The Maine Public Utilities Commission (PUC) has announced the new standard offer price for Central Maine Power (CMP) customers in 2026, who will see a nearly 20 percent rate increase.
Next year, the per kilowatt-hour rate will increase from 10.61 cents to 12.72 cents, resulting in an average $11 monthly increase for households using 550 kilowatt-hours each month.
Impacting the supply portion of the bill, the standard offer rate affects the amount of money going to the company generating power, not distributing it.
Consequently, the increased revenue will not be going to CMP, as their responsibility is only to transport the electricity once it is created to homes and businesses throughout the state.
Standard offer rates are selected by the PUC through a competitive bidding process.
As reported by WGME, rates have decreased or remained the same over the past several years, the PUC has indicated that this year’s increase is reflective of the current energy climate.
“We recognize that rising energy costs create real challenges for Maine households and businesses,” PUC Chair Philip L. Bartlett II said. “The Standard Offer reflects current market realities and the Commission remains committed to securing the lowest reasonable prices for Maine electric utility customers in a challenging energy environment.”
Although most CMP customers accept the Standard Offer, Mainers also have the option of choosing one of the competitive energy providers, whose rates may be higher or lower and often require signing a contract.
In a statement, CMP highlighted a change made to state law twenty-five years ago requiring utilities to sell their electricity generating assets, preventing them from directly supplying electricity to their customers.
“Unlike other parts of the electric bill, this is simply a cost increase for something Mainers are already paying for, and it would have faced far greater scrutiny if Maine had not deregulated its wholesale electricity market,” a company spokesperson wrote, according to WGME.
“Twenty-five years ago, the deregulation of electricity generation was an idea sold by state leaders as a way to foster competition and lower prices,” the spokesperson continued. “In reality, it has fragmented responsibility and introduced volatility, leaving consumers exposed to price swings and utilities with fewer tools help customers manage costs.”
The Office of the Public Advocate has suggested that next year’s price increase is tied both to the rising cost of natural gas, as well as increased risk in the wholesale market.
“We believe that the standard offer bids were higher this year because of increased prices for natural gas, as well as certain changes in the wholesale market that have introduced new pricing risks for the suppliers,” Public Advocate Heather Sanborn wrote in a statement.
“The Public Advocate’s office remains focused on long-term strategies that will make Maine’s energy bills more stable and predictable,” Sanborn added.
[RELATED: Public Outcry Pays Off — CMP’s Rate Hike Shot Down by Maine Regulators]
This announcement comes just days after the PUC rejected CMP’s proposed five-year plan to hike rates, a move that the utility had framed as necessary in order to fund more than $1 billion in infrastructure upgrades and new staffing.
CMP’s rate case represented the largest proposed increase in Maine history.
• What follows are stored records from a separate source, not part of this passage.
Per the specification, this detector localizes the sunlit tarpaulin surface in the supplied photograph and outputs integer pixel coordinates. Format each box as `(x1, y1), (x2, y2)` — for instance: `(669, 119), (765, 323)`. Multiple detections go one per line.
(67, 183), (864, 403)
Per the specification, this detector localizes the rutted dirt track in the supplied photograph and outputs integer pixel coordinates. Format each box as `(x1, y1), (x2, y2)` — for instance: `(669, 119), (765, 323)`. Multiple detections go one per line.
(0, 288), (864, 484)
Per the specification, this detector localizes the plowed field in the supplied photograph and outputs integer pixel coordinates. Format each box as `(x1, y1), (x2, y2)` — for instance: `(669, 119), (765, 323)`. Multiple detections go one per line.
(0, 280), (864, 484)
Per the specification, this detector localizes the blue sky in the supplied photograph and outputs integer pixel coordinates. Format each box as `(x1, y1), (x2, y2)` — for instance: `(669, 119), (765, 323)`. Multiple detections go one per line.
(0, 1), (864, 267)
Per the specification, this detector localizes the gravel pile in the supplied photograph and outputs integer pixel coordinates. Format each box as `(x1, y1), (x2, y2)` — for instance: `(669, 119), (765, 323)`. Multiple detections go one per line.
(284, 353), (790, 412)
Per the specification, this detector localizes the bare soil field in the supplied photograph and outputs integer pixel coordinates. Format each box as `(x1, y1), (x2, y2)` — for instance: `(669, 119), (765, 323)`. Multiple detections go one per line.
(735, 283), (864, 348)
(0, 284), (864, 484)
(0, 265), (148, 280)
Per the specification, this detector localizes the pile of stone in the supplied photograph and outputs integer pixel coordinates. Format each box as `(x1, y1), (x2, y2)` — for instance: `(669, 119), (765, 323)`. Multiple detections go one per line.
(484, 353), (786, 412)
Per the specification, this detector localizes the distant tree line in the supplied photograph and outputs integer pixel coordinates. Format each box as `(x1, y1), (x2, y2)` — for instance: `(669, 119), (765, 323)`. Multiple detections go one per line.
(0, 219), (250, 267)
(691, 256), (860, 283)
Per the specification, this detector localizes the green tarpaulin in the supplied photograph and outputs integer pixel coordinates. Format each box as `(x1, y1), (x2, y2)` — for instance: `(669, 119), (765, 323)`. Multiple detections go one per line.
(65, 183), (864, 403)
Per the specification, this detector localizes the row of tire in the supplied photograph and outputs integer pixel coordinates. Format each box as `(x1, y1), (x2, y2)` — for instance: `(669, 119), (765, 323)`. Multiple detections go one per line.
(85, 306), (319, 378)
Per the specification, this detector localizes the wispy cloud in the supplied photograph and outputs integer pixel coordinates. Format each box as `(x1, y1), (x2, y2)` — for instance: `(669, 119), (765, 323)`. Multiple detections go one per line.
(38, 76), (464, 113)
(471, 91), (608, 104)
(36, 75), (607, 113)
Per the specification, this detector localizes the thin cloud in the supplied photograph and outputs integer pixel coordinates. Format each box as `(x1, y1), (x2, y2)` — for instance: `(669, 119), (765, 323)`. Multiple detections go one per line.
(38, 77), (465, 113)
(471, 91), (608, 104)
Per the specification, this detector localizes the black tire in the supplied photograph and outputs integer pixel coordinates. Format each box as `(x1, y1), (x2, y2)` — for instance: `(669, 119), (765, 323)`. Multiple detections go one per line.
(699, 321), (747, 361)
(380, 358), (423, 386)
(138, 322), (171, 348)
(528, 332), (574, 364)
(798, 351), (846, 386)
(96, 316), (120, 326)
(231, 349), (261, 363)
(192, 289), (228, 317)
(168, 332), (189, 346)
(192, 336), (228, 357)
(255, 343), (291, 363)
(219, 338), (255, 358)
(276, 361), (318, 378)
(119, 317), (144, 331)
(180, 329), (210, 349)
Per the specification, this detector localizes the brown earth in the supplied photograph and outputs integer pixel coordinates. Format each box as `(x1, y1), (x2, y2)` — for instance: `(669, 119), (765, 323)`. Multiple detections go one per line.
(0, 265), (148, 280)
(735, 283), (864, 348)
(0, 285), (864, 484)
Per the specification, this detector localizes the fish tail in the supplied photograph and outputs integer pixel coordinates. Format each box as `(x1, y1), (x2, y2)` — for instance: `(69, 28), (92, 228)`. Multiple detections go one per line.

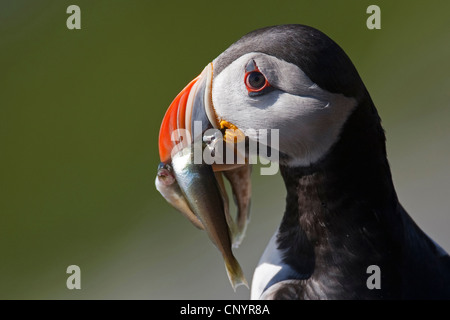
(225, 257), (248, 292)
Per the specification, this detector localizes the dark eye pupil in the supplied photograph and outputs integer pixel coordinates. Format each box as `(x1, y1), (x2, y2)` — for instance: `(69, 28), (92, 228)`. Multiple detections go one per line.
(247, 71), (266, 89)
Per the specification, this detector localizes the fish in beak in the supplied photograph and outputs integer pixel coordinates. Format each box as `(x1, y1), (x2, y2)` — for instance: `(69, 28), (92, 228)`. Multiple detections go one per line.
(155, 63), (251, 289)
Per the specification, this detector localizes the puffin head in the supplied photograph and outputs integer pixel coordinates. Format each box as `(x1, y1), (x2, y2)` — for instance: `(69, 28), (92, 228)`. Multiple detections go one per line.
(160, 25), (365, 166)
(157, 25), (372, 288)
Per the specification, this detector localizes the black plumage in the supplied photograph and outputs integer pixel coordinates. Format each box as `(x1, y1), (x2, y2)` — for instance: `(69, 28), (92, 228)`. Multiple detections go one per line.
(215, 25), (450, 299)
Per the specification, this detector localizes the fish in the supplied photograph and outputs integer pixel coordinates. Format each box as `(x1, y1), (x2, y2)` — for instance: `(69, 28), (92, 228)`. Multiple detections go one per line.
(155, 162), (205, 230)
(171, 143), (248, 291)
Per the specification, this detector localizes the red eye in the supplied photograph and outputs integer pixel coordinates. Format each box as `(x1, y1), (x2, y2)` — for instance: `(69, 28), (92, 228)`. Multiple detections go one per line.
(245, 71), (269, 92)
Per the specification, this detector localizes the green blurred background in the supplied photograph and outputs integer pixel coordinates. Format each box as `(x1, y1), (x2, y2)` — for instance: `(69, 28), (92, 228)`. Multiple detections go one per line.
(0, 0), (450, 299)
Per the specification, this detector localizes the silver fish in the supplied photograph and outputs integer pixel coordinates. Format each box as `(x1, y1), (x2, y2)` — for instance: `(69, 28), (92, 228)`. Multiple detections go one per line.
(172, 144), (248, 290)
(155, 163), (205, 230)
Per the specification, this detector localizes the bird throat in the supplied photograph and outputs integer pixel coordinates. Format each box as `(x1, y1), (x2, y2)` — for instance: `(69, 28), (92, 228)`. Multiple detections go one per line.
(277, 98), (398, 298)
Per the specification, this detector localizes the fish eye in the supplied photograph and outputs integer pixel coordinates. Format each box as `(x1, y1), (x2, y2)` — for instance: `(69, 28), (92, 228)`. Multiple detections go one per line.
(245, 71), (269, 92)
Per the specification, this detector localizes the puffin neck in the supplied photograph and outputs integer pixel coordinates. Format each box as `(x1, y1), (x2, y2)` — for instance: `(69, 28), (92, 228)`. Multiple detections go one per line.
(278, 94), (398, 275)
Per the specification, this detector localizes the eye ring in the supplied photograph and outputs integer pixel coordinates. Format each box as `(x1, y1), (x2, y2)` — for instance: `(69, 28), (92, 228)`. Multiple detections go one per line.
(244, 70), (270, 93)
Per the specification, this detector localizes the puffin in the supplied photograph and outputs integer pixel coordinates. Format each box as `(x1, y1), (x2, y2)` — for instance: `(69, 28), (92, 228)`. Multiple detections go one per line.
(156, 24), (450, 300)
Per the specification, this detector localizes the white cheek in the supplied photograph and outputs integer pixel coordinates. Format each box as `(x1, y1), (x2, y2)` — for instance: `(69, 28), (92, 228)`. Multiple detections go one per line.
(212, 54), (356, 166)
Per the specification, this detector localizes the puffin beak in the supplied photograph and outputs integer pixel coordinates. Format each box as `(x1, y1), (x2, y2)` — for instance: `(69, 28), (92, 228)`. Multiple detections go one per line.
(155, 63), (251, 289)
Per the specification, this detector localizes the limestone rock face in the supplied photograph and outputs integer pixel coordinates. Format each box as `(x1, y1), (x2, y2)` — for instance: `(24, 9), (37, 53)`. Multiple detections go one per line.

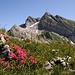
(8, 12), (75, 43)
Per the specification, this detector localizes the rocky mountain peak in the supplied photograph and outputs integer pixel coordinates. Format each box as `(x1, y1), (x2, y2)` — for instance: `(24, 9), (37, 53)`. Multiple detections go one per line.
(10, 12), (75, 43)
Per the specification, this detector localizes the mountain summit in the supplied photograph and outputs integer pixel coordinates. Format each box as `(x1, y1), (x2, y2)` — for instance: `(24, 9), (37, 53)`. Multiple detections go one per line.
(8, 12), (75, 43)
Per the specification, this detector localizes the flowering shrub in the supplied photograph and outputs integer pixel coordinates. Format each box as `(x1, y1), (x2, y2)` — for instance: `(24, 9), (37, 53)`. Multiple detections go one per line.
(0, 46), (37, 68)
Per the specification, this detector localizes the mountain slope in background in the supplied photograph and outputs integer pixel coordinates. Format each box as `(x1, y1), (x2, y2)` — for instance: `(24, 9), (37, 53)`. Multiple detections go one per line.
(8, 12), (75, 43)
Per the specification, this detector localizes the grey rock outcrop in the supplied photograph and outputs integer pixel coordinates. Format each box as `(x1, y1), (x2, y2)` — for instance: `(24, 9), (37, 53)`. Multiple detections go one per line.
(8, 12), (75, 43)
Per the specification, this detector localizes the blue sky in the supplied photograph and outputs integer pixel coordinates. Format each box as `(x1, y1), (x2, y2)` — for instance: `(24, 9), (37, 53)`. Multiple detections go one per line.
(0, 0), (75, 30)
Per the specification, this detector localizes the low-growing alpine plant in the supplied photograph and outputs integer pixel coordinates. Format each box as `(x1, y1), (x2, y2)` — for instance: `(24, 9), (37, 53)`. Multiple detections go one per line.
(0, 46), (38, 69)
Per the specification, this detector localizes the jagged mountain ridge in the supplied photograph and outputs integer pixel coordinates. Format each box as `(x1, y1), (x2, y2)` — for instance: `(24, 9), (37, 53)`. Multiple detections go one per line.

If approved, residential bills would have risen approximately $35 per month once fully phased in over five years.
Mainers quickly responded to the proposition with overwhelming opposition.
Since the utility filed its case in September, more than 800 residents submitted written comments, many arguing that CMP was attempting to offload its financial risks onto already overburdened ratepayers. Hundreds attended public hearings, pushing for regulators to shut the filing down.
PUC Chair Bartlett said that the utilities proposal “misse[d] the mark,” noting that Mainers are facing mounting affordability challenges.
Sanborn said the commission’s rejection reflects the strong public sentiment that the rate hike was unaffordable, adding that Mainers “deserve a voice” in decisions that directly impact household budgets.
Governor Janet Mills (D) also praised the outcome, calling CMP’s request “excessive” and “out of touch with the economic reality” facing residents.